What still haunted Ms. Sania is the sight of an 18-month old baby, who had tested positive in mid-April, crying for milk. Wearing a full PPE kit and aware of the circumstances, she had no means to help the child. She is still reminded of the baby’s shrieks piercing through the ward.
“It takes a huge mental toll on [health workers] like us. We see death and pain firsthand. Their faces and cries stay with us long after they are gone,” said Ms. Sania. However, she insisted that she had never been afraid to be among coronavirus patients. “I am not afraid for myself. But as infections increase, the quality of our PPE gear decreases. It feels like it can hardly protect us,” she said.

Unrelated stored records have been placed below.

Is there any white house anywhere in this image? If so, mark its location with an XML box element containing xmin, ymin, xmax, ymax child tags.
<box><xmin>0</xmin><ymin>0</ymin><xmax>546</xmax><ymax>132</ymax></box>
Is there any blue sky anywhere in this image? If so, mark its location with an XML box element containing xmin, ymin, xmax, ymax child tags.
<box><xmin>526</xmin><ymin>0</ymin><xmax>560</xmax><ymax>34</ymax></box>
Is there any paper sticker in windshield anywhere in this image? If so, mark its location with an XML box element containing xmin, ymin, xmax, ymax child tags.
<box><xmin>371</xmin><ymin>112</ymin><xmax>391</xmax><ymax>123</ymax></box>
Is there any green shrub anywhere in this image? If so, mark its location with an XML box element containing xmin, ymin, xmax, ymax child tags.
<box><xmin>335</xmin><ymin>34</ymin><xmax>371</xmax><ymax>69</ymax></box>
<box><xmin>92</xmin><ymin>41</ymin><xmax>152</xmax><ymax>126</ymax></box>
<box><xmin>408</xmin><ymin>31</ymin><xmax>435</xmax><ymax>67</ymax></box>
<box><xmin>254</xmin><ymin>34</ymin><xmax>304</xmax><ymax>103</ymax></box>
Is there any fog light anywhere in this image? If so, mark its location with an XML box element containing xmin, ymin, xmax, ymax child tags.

Last month, her father suffered a heart attack and a stunt was placed into his coronary arteries. “This makes him vulnerable to catching infection quickly now,” she said. “In order to help people, we are putting our own families at stake directly. That thought pains me the most.”
Ms. Sania felt that the overall approach of society and the stigma associated with the COVID-19 disease–even the frontline health workers helping the infected–is putting health workers in a dock.
The recent death of two prominent doctors due to the coronavirus has added to the anxiety of some health workers. “Everyone is scared and it is quite normal. When you lose someone you know, then only you feel how real the threat is,” said Dr. Yasir Hussain Wani, 30, a surgeon at the SMHS hospital. “But people must appreciate their sacrifice and help in the fight against COVID-19.”
As the rush of patients in hospitals across the Kashmir Valley has returned to the norm that was before the outbreak of the pandemic, doctors like Mr. Wani have now found it even more difficult to enforce social distancing protocols amid the growing footfall of the sick.
“Because of the lack of clear communication by the government, people are complacent towards Covid-19. They think the virus is gone as the lockdown is lifted,” said Farooq Ahmad, a health worker at the Sub-District Hospital (SDH) Pampore in south Kashmir’s Pulwama district.
Recently, five health workers at this hospital had tested positive for the disease. “You find most of the people visiting hospitals without masks. They don’t even maintain distance while consulting a doctor,” said Mr. Ahmad. “This attitude puts everyone’s life in danger.”
However, for 35-year-old psychotherapist Mudasir Aziz, who counsels patients with drug addiction and psychiatric ailments, to maintain a distance from her patients is not an option. “It is impossible to counsel a patient with psychosis or mania from a distance as we have to engage them to gain his/her trust. Without that, it cannot be done.”
Initially, Ms. Aziz tried to counsel some patients, struggling with drug addiction, over the phone but that didn’t work well as the patients were reluctant to engage in a conversation. “It is frustrating. You really want to help them, but you know visiting such patients is risky,” said Ms. Aziz. “I have to think of my old parents too.”
The lockdown has been lifted but confirmation of newer cases of the disease has steadily risen–on 22 August 2020, the Kashmir Valley reported 9 deaths and a total 567 of the 612 deaths due to COVID-19 in Jammu and Kashmir with 5,490 of the total of 6,973 active cases.
After having transported seven dead bodies in a day, Mr. Digoo was hopeful that the next day would be a bit better. As he had anticipated, he was proven wrong. The day began with another phone call and another death at the SMHS hospital. Nothing had changed.
“I am living one day at a time without thinking much. The day I stop to think, I will not be able to do what I am doing,” Mr. Digoo said, thoughtfully. “So far I am not infected. And that is a reason enough to keep going.”